What is Key Rotation?
Key rotation is the security practice of periodically replacing active cryptographic keys or credentials with newly generated ones, and retiring or revoking the old keys, to limit the window of exposure if a key is compromised.
Also known as: credential rotation, secret rotation
Every key has a useful lifespan. The longer a key remains in use, the more data is encrypted under it (increasing the material available for cryptanalysis), the more opportunities exist for it to be leaked or stolen, and the greater the damage if it is compromised. Key rotation limits this exposure by ensuring that any single key protects only a bounded amount of data over a bounded time period.
Rotation strategies vary by key type. Symmetric encryption keys should be rotated based on usage volume or time — many standards recommend rotation before a key encrypts more than 2^32 blocks. API keys and service credentials are typically rotated on a calendar schedule (30, 60, or 90 days) or immediately upon suspected compromise. TLS certificates have built-in expiration dates that force rotation.
Effective key rotation requires systems designed for it. Applications should support multiple active keys simultaneously (to decrypt old data while encrypting new data with the latest key), and the rotation process should be automated to avoid manual errors. Key wrapping and envelope encryption simplify rotation: rotating a master key only requires re-wrapping the data keys, not re-encrypting all the data.

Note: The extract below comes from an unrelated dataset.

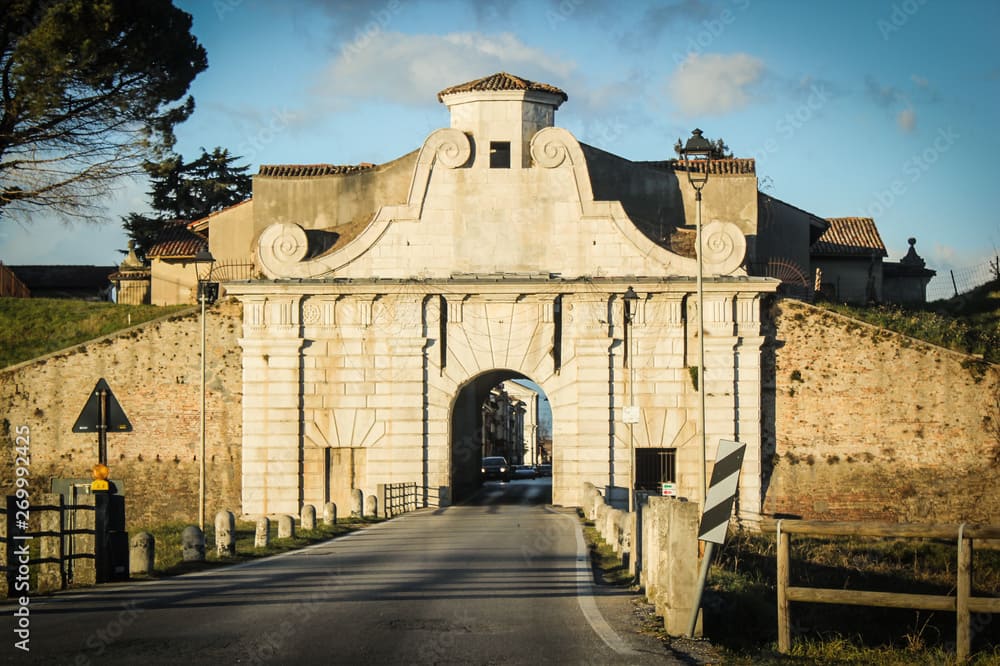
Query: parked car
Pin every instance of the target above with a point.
(495, 467)
(524, 472)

How Vaulted uses Key Rotation
Vaulted's ephemeral design sidesteps the traditional key rotation problem. Each secret gets a unique AES-256-GCM key that exists only for the lifetime of that secret — there is no long-lived key to rotate. Once the secret self-destructs (via view limit or expiration), both the ciphertext on the server and the key in the shared link become irrelevant. This per-secret key model provides stronger guarantees than periodic rotation because no single key ever protects more than one secret.